Bank of America Corp. (BAC) Chief Executive Officer Brian T. Moynihan won permission last month for the firm’s first dividend increase since the financial crisis. Now he’s under pressure to salvage the payout after the company mistakenly inflated capital levels by about $4 billion.
One leading option: scrapping a $4 billion share repurchase, said a person briefed on the deliberations. That could allow the Charlotte, North Carolina-based bank to resubmit its request to boost the quarterly dividend to 5 cents, said the person, asking not to be identified because the process is confidential.
Moynihan, 54, has a month to draw up plans that will win Federal Reserve approval after the regulator asked the bank to freeze buybacks and dividend increases.

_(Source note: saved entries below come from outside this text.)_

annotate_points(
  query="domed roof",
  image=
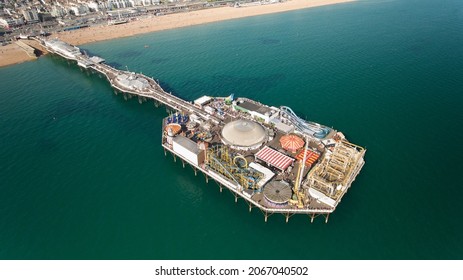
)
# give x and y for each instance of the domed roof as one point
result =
(277, 192)
(243, 133)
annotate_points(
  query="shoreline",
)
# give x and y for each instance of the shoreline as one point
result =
(13, 54)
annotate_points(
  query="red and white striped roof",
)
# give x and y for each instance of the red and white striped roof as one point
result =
(274, 158)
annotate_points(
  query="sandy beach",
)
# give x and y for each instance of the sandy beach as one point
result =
(12, 54)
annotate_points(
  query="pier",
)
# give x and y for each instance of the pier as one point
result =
(240, 144)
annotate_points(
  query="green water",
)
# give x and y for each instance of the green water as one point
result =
(83, 175)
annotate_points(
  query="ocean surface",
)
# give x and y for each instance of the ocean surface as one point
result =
(83, 174)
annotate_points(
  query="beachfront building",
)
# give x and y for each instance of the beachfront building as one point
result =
(145, 3)
(30, 15)
(9, 22)
(58, 11)
(93, 6)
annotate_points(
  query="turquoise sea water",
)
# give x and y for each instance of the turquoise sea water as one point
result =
(83, 175)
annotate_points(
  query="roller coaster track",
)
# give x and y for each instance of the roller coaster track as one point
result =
(304, 126)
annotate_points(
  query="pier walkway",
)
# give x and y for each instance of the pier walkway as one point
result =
(125, 81)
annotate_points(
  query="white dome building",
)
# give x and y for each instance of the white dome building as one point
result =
(244, 134)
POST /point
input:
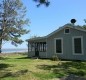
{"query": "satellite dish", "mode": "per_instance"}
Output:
(73, 21)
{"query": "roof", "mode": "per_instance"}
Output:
(36, 38)
(59, 29)
(67, 26)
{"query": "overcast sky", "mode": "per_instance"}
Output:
(44, 20)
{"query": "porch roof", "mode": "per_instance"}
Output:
(37, 39)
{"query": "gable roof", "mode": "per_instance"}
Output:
(67, 26)
(59, 29)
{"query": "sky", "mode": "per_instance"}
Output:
(44, 20)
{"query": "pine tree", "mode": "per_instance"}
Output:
(12, 21)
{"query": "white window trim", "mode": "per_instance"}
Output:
(55, 44)
(81, 45)
(69, 31)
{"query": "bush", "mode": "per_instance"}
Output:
(55, 58)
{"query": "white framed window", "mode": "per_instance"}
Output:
(77, 42)
(58, 43)
(66, 30)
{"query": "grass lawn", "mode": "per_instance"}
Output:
(19, 67)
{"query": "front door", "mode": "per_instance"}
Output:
(36, 50)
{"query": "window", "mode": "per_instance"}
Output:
(77, 45)
(67, 31)
(58, 45)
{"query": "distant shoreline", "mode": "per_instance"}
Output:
(14, 50)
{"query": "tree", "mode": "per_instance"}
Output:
(12, 21)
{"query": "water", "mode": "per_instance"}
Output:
(14, 50)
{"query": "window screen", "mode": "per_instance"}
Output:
(77, 45)
(58, 46)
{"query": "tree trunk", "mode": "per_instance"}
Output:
(0, 45)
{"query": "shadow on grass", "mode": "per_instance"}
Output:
(23, 58)
(66, 68)
(11, 74)
(3, 66)
(3, 58)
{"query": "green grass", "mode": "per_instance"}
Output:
(19, 67)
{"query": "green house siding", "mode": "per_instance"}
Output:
(67, 44)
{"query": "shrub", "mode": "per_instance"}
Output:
(55, 58)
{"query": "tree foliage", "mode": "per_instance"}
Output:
(12, 21)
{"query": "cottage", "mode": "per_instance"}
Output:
(67, 42)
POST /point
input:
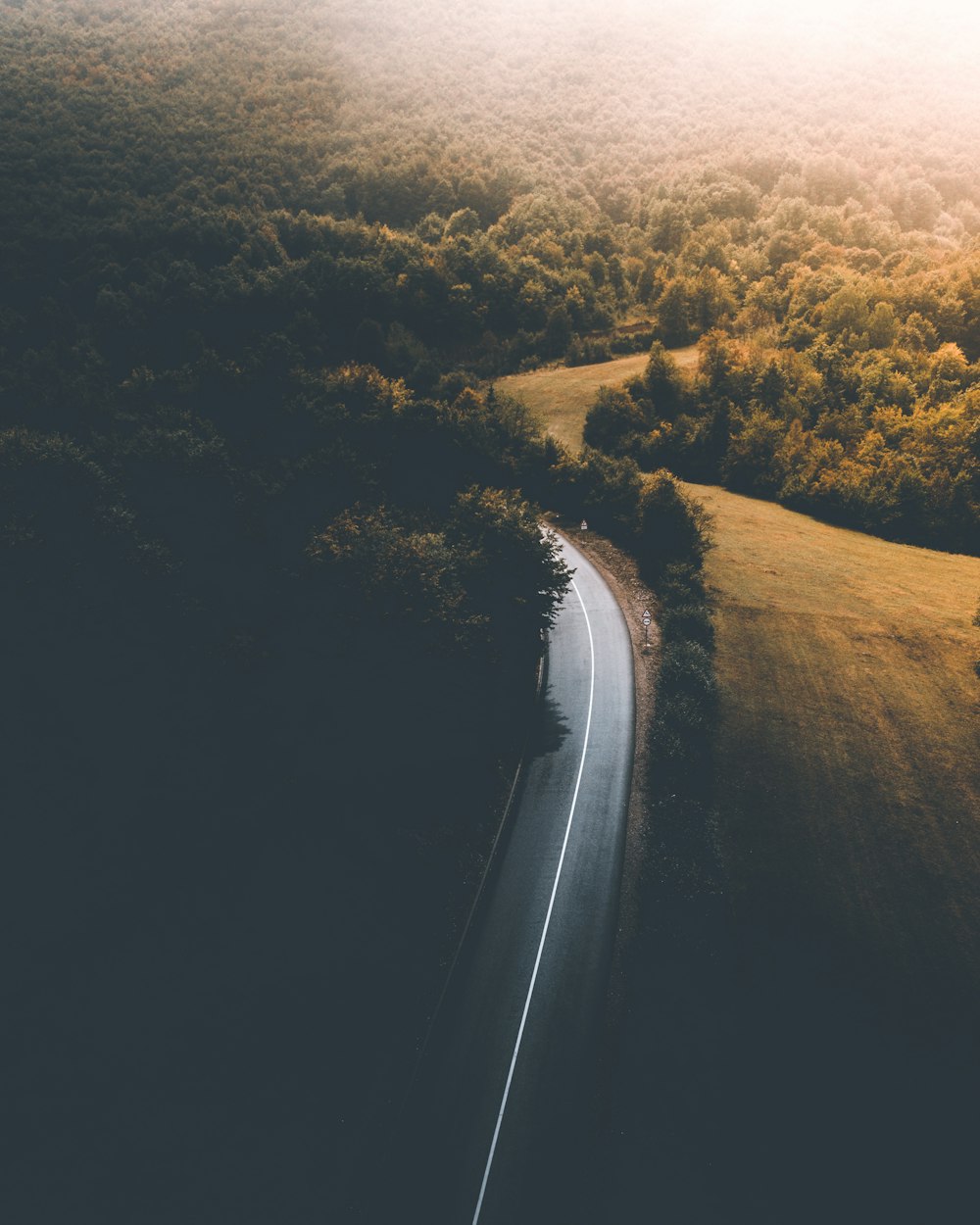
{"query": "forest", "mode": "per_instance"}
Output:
(264, 261)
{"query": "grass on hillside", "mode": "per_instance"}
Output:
(560, 396)
(849, 751)
(803, 1047)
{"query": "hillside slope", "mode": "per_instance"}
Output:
(849, 748)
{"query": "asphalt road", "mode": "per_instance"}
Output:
(498, 1126)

The boost approved in March was heralded as a symbolic victory for Moynihan and the bank, which has had a token penny-a-share payout since 2009.
“This is a step backwards for them, it raises credibility issues for management,” said Jonathan Finger, whose family-owned investment firm, Finger Interests Ltd., owns 900,000 shares of the lender and stands to lose about $144,000 in annual income if Moynihan fails to increase the dividend. “Shareholders have suffered a significant period with no dividends, so some respite from that would be welcomed.”
Bank of America, the nation’s second-largest bank, views the dividend as linked to the company’s ability to generate regular earnings, which was unaffected by the mistake, said the person. The firm isn’t yet certain what payout it will request and may refine the proposal until the due date, the person said.
The predicament arose after the bank found an error in how it valued structured notes inherited in its 2009 acquisition of Merrill Lynch. The Fed responded by asking the firm to resubmit parts of its stress-test capital plan, which is designed to prove that a bank is strong enough to survive an economic shock. Bank of America disclosed the situation yesterday, saying it was hiring an outside firm to review its processes before the resubmission.
The bank’s estimate of Tier 1 capital under coming rules fell to $130.1 billion from $134.2 billion because of the error, the firm said yesterday in a regulatory filing.
The resubmission probably will face closer Fed scrutiny and a higher risk of rejection, said Erik Gordon, a professor at the Ross School of Business at the University of Michigan in Ann Arbor.
The bank’s blunder doesn’t necessarily mean the Fed will reject a revised capital plan on qualitative grounds, as the regulator did with Citigroup Inc.’s proposal, said another person with knowledge of the process. Examiners can’t check all the data provided by banks, the person said.
The Fed regards the incident as bolstering the case for the stress tests because the discovery was handled swiftly, said Barbara Hagenbaugh, a spokeswoman for the central bank. Before the stress tests, finding and fixing the error probably would have been a drawn-out process, she said.